Every time Abdullah Barez opens his Instagram and scrolls through his feed, he feels a sense of anxiety to improve his already-clean diet, or to go harder in the gym. Whatever he’s doing is just not enough.
“There’s this unrealistic expectation of having this six-pack, washboard abs and whatnot. Even a part of me wants it and social media kind of echoes me to have that,” he said.
Social media’s impact on how Barez feels about himself is not unique.

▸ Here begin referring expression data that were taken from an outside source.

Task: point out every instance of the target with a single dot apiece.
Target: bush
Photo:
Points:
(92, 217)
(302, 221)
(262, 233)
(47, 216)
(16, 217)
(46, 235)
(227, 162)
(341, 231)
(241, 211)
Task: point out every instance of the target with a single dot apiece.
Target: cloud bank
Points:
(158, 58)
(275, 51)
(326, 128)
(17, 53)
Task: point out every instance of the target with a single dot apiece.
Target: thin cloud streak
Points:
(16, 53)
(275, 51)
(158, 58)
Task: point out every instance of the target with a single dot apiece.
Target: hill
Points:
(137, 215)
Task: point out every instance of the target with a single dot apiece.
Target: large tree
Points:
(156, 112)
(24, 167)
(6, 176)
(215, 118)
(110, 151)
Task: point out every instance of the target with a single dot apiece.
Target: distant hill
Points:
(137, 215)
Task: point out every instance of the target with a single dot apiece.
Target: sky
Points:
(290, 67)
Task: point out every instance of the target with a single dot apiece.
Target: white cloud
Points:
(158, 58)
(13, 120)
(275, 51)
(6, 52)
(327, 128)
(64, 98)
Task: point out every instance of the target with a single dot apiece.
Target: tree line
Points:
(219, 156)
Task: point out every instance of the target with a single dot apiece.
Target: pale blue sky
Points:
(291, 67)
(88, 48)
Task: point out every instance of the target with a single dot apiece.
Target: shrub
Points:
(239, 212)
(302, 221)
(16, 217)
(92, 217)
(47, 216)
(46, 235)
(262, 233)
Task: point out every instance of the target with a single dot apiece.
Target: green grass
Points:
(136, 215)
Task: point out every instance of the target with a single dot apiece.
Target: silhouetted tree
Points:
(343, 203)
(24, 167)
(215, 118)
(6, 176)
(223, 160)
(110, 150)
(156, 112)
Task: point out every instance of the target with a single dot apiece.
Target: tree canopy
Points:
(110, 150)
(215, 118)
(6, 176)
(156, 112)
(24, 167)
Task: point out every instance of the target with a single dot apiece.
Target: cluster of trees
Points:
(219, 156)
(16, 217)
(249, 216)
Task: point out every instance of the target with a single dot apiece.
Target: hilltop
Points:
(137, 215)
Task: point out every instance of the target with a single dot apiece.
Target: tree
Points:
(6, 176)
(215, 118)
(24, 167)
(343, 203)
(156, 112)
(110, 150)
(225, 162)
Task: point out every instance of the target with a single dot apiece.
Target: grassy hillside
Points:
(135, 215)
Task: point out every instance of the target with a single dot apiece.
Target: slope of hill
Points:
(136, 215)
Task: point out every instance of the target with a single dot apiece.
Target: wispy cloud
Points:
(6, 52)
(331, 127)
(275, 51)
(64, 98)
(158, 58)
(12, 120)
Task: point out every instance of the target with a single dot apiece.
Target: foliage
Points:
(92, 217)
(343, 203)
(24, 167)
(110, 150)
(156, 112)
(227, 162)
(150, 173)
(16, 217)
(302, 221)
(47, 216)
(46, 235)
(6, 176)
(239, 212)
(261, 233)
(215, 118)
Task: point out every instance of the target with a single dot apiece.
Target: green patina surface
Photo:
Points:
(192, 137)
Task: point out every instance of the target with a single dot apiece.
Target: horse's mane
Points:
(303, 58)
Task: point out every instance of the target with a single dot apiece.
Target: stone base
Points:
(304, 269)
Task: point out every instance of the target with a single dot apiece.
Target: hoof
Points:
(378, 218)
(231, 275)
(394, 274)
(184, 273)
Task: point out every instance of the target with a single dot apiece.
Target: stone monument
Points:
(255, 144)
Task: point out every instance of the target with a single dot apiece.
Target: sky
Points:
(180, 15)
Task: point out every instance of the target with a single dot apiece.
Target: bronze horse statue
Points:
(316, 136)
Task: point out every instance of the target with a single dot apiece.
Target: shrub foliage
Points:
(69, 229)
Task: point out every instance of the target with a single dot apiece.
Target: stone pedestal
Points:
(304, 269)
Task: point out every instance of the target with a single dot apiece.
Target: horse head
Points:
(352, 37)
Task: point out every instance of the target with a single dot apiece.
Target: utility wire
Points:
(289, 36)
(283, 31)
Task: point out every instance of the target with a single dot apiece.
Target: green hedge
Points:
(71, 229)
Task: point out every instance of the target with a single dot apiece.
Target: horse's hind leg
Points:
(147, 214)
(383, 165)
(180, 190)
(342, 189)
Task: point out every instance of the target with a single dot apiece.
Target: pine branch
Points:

A 2020 study done by a researcher at Allegheny College in Pennsylvania found men who were exposed to muscular figures on Instagram immediately experienced “lower appearance satisfaction, weight satisfaction, and more social comparison compared to the neutral images.”
Barez admits to having been obsessed with how his body looked and while he has not been diagnosed, he thinks he checked off all the boxes for body dysmorphia.
Body dysmorphic disorder is a mental health problem that results in people having negative thoughts about their bodies and spending hours analyzing their bodies, trying to make improvements.
“The average man is comparing himself to a hyper-muscular, very lean body type and is going to make him feel worse about his own body because he does not live up to that ideal,” said Jennifer Mills, an associate professor of clinical psychology at York University said of the condition.
“That ideal could be incredibly unattainable for the average person, it requires a ton of time and discipline and access to exercise and nutrition that most men don’t have.”